Data Types: `double`

Data used for clustering, returned as a numeric matrix. Rows correspond to observations, and columns correspond to variables. If the clustering evaluation object is compact (see `compact`), then `X` is empty.

Data Types: `single` | `double`

## Object Functions

 `addK` Evaluate additional numbers of clusters `compact` Compact clustering evaluation object `plot` Plot clustering evaluation object criterion values

## Examples

collapse all

Evaluate the optimal number of clusters using the Calinski-Harabasz clustering evaluation criterion.

Load the `fisheriris` data set. The data contains length and width measurements from the sepals and petals of three species of iris flowers.

`load fisheriris`

Evaluate the optimal number of clusters using the Calinski-Harabasz criterion. Cluster the data using `kmeans`.

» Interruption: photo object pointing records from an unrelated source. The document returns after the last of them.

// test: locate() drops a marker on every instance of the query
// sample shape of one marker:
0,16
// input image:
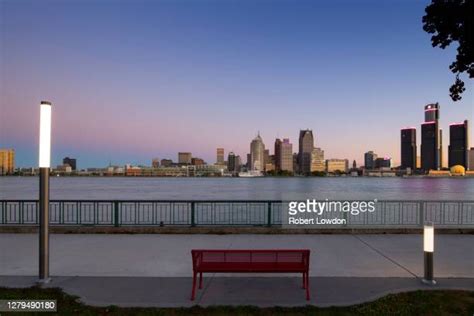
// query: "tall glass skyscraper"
431,146
306,145
458,144
257,154
408,148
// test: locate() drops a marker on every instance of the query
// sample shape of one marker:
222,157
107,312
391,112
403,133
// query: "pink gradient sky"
149,80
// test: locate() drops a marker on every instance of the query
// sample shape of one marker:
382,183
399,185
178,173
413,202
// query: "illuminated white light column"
44,166
428,249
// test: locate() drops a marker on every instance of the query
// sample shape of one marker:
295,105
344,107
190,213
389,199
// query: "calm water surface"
241,189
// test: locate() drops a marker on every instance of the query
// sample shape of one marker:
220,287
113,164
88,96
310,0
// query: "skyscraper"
7,161
184,158
459,144
257,154
71,162
155,163
408,148
220,156
233,162
431,147
306,145
277,154
369,160
471,159
285,155
317,160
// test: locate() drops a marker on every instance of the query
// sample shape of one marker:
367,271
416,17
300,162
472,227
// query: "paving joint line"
384,255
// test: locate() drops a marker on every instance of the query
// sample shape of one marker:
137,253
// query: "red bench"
258,261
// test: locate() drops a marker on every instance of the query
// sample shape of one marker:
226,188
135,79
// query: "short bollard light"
428,248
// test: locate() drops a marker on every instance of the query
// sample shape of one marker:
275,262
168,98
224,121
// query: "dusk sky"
134,80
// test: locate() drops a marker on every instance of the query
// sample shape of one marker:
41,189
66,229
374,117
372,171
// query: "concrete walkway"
155,270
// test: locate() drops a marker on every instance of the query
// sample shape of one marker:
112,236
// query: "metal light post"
44,166
428,248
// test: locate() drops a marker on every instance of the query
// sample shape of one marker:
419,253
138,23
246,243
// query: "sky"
134,80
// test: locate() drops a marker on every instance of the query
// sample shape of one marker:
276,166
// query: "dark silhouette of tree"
451,21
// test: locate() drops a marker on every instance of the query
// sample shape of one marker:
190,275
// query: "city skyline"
198,76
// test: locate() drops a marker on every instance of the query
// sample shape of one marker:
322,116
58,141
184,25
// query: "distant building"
317,160
277,154
471,159
431,139
65,168
408,148
295,162
166,162
155,163
383,163
257,154
337,165
269,167
369,160
285,156
197,161
184,158
233,163
458,150
220,156
306,145
71,162
266,156
7,161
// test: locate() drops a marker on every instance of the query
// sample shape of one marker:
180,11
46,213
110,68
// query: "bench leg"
193,292
307,286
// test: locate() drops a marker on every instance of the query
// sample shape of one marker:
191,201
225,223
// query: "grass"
436,302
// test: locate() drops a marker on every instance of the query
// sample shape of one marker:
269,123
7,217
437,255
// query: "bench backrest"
243,256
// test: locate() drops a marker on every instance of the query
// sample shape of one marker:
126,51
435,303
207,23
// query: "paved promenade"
155,270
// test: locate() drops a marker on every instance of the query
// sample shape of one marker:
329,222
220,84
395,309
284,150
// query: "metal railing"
388,214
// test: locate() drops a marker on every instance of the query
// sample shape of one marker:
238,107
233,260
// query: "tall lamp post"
44,166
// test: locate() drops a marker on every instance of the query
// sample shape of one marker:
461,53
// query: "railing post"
193,214
116,214
269,214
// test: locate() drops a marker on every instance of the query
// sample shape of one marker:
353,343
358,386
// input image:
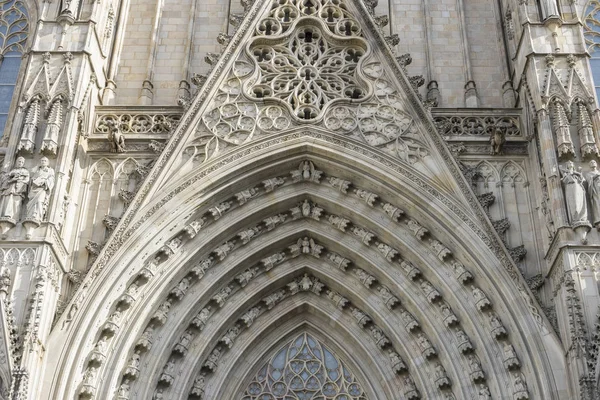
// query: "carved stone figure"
115,137
520,388
510,357
593,184
497,140
200,320
199,386
42,183
572,182
13,192
123,392
250,316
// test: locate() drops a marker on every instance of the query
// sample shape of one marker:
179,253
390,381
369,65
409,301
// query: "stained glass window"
13,36
591,27
304,369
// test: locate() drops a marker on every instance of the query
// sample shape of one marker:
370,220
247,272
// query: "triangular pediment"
297,65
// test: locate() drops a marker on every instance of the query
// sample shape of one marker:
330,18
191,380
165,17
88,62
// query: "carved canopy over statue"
573,182
42,183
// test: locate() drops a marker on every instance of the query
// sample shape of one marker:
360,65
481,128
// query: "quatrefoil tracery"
308,69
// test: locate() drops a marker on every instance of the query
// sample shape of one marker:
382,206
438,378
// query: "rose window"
304,369
308,70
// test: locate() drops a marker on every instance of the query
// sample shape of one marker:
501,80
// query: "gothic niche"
304,369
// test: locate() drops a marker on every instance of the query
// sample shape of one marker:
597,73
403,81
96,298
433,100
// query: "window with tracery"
14,27
591,27
304,369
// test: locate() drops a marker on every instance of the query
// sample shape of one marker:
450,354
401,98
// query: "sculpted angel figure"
593,181
42,183
13,192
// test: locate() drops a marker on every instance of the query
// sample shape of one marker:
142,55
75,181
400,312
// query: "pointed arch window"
591,29
14,26
304,369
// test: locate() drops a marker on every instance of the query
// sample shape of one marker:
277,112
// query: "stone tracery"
304,367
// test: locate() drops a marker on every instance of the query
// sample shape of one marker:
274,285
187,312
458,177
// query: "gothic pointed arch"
305,191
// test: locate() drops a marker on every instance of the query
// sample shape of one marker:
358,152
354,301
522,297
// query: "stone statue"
593,183
13,192
572,182
42,183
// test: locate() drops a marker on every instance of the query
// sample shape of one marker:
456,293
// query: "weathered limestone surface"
404,192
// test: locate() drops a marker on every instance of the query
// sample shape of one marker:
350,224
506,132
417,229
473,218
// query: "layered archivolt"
219,286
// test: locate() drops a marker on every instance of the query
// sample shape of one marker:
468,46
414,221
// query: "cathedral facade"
299,199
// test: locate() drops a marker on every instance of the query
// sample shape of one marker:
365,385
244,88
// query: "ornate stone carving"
185,340
167,375
461,272
416,228
149,123
364,235
339,261
441,377
511,361
306,172
388,298
337,299
481,300
441,251
398,365
42,183
13,192
498,330
223,250
410,389
250,316
338,222
388,252
204,265
220,209
463,342
306,245
132,370
307,209
368,197
429,291
181,289
247,235
274,298
199,386
593,184
520,391
245,195
221,297
272,184
425,346
476,373
30,126
162,313
378,336
246,276
273,260
361,318
364,277
573,184
410,270
304,284
394,212
199,321
274,221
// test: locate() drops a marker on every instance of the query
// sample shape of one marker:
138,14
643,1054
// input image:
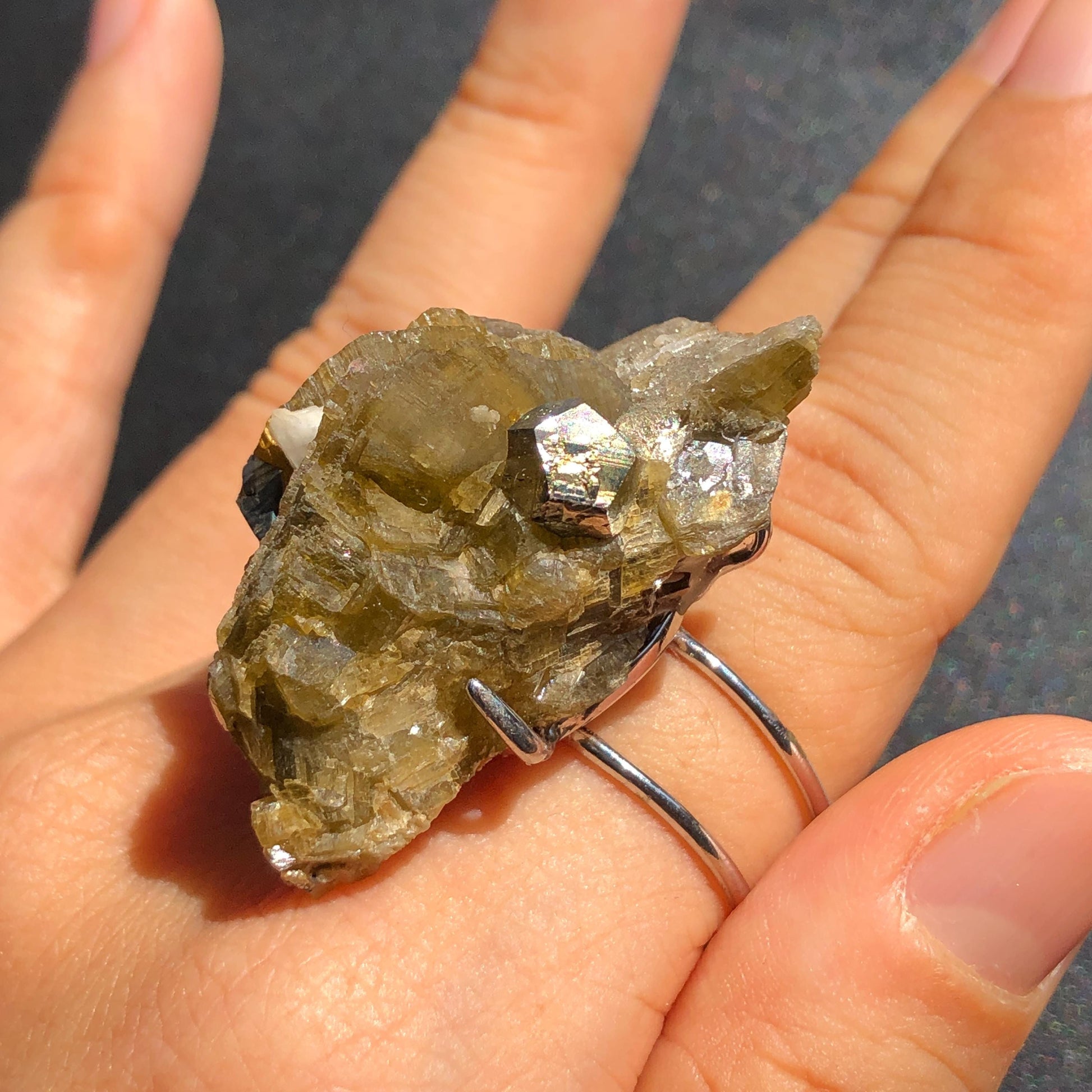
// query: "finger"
81,260
499,212
911,937
822,269
505,204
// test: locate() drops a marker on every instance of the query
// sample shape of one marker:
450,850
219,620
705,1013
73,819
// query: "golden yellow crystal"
466,498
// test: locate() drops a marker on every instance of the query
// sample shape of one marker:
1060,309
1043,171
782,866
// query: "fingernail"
1008,888
112,21
1057,58
993,53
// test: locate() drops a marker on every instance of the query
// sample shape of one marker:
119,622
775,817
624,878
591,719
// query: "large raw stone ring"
473,539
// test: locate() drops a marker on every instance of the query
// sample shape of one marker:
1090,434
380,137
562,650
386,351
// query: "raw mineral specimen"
466,498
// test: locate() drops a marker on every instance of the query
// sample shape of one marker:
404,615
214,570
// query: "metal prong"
709,851
750,549
521,738
787,745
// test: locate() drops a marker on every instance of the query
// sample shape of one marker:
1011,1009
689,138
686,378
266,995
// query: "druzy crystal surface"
466,498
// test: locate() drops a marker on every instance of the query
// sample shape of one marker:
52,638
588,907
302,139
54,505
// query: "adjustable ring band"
533,746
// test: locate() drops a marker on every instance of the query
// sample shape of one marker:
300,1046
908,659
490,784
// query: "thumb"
911,936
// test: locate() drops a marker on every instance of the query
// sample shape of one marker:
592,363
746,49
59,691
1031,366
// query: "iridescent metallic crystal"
567,470
466,498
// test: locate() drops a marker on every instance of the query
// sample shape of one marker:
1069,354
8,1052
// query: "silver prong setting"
522,740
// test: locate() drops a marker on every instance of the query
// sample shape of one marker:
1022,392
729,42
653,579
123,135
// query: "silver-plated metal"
683,822
660,636
521,738
534,746
687,647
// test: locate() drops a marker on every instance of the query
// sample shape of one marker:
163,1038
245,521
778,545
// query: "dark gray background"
771,107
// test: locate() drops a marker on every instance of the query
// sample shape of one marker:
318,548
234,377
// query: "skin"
539,936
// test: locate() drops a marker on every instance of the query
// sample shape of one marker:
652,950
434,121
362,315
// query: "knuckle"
1010,205
794,1055
97,233
533,109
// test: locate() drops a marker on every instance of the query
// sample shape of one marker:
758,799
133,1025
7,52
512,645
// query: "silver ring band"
533,746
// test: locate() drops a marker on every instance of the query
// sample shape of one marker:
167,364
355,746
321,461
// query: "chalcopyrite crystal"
466,498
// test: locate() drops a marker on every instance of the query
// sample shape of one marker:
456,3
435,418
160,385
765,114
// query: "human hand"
538,936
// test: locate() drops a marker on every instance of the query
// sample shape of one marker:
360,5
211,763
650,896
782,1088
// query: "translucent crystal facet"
466,498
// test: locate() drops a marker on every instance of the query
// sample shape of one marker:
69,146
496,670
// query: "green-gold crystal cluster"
466,498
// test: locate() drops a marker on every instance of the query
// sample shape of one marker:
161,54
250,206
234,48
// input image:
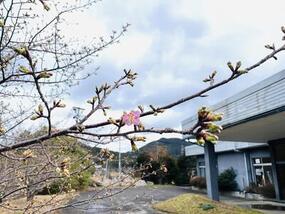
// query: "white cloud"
132,49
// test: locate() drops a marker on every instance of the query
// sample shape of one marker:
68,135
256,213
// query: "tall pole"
211,171
120,166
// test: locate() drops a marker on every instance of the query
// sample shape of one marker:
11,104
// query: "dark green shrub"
227,180
267,190
198,181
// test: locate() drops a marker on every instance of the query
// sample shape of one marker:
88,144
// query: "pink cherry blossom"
131,118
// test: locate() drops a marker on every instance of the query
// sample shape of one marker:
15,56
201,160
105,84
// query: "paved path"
138,200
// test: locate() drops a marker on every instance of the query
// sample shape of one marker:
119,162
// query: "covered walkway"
256,114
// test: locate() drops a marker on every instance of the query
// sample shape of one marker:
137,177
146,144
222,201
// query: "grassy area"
196,204
40,204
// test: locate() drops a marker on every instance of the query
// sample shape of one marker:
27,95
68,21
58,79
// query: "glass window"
201,168
262,170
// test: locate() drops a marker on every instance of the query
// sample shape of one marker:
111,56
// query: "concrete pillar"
211,171
274,172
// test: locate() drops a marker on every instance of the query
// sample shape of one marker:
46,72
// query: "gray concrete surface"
138,200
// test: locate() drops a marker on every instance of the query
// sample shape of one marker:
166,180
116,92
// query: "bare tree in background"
38,66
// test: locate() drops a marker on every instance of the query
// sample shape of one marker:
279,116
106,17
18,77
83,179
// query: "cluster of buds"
80,127
22,51
163,168
28,154
58,104
24,70
106,154
44,74
46,7
92,101
211,77
208,130
63,168
156,111
39,112
131,118
236,70
103,88
131,76
140,138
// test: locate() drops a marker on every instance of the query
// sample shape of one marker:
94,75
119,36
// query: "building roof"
255,113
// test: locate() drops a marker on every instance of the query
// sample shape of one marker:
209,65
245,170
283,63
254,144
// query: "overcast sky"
174,45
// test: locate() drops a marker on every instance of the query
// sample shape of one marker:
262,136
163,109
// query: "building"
251,162
255,116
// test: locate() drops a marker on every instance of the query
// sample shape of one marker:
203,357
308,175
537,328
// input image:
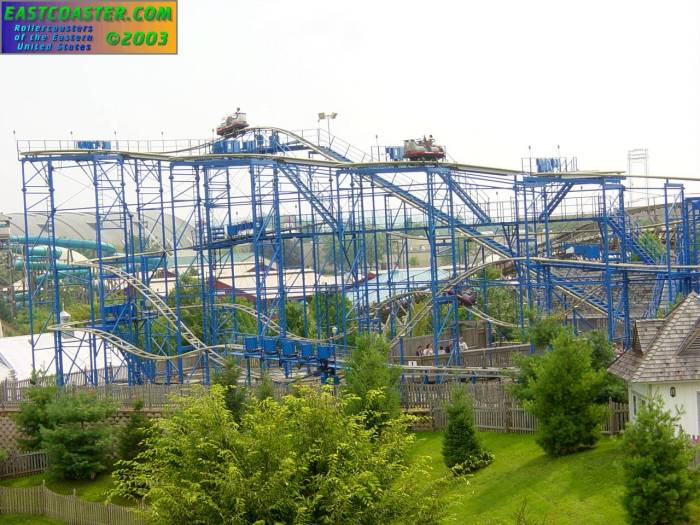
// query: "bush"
563,395
130,441
542,331
461,448
78,440
300,460
235,396
367,372
33,416
658,483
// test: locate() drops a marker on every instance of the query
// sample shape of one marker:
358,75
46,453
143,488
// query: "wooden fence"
13,393
40,501
495,409
23,464
494,406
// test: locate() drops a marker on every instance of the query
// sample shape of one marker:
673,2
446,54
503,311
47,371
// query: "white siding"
686,400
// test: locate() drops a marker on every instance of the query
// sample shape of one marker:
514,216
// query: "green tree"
78,438
563,394
33,416
367,372
542,331
461,448
659,486
303,460
131,438
235,395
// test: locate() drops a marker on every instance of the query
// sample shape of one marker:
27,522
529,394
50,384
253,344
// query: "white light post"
327,117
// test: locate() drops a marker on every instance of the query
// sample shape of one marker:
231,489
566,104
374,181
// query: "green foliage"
130,440
371,382
527,366
563,395
303,460
78,438
542,331
235,395
33,415
659,485
461,448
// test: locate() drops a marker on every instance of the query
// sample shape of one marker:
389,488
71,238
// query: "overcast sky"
487,78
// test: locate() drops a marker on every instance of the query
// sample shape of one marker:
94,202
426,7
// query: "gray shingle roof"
665,353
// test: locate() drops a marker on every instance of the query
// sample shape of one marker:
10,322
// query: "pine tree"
32,415
373,384
131,437
658,483
563,395
461,448
78,441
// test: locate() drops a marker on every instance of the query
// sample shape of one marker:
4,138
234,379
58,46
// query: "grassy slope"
95,490
583,488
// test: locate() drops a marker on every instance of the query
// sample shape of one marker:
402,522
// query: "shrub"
542,331
563,395
300,460
265,389
130,441
235,396
658,483
78,440
367,372
33,416
461,448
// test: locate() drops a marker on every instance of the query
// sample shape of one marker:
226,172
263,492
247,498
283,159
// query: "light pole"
327,117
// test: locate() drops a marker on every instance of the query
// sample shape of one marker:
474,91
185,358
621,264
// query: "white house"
665,361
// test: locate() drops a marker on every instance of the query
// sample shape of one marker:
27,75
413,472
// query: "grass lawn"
95,490
582,488
23,519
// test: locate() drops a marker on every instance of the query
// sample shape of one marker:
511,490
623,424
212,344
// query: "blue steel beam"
478,212
556,200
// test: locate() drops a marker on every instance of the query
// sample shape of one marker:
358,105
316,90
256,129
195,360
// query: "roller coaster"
302,241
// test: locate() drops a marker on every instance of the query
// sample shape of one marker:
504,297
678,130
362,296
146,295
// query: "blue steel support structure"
243,222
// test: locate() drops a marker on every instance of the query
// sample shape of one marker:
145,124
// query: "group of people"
444,349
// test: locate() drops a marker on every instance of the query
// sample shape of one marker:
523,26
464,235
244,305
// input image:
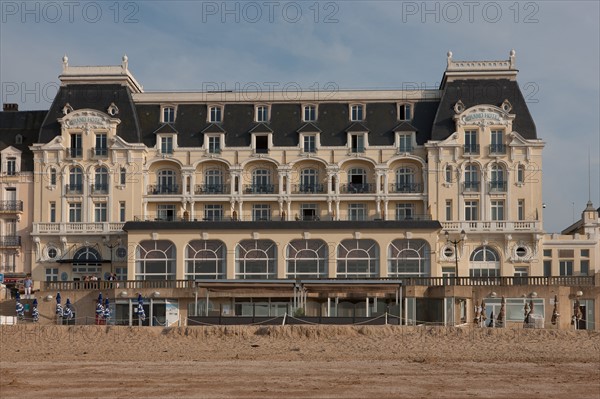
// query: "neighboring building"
354,202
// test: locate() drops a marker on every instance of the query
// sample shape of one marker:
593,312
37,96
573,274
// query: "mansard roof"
482,91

```rng("default") % For reproducibility evaluation = evalclusters(meas,"kmeans","CalinskiHarabasz","KList",1:6)```
```evaluation = CalinskiHarabaszEvaluation with properties: NumObservations: 150 InspectedK: [1 2 3 4 5 6] CriterionValues: [NaN 513.9245 561.6278 530.4871 456.1279 469.5068] OptimalK: 3 ```

The `OptimalK` value indicates that, based on the Calinski-Harabasz criterion, the optimal number of clusters is three.

Plot the Calinski-Harabasz criterion values for each number of clusters tested.

`plot(evaluation)`

The plot shows that the highest Calinski-Harabasz value occurs at three clusters, suggesting that the optimal number of clusters is three.

Create a grouped scatter plot to examine the relationship between petal length and width. Group the data by suggested clusters.

```PetalLength = meas(:,3); PetalWidth = meas(:,4); clusters = evaluation.OptimalY; gscatter(PetalLength,PetalWidth,clusters,[],"xod");```

The plot shows cluster 3 in the lower-left corner, completely separated from the other two clusters. Cluster 3 contains flowers with the smallest petal widths and lengths. Cluster 1 is in the upper-right corner, and contains flowers with the largest petal widths and lengths. Cluster 2 is near the center of the plot, and contains flowers with measurements between these two extremes.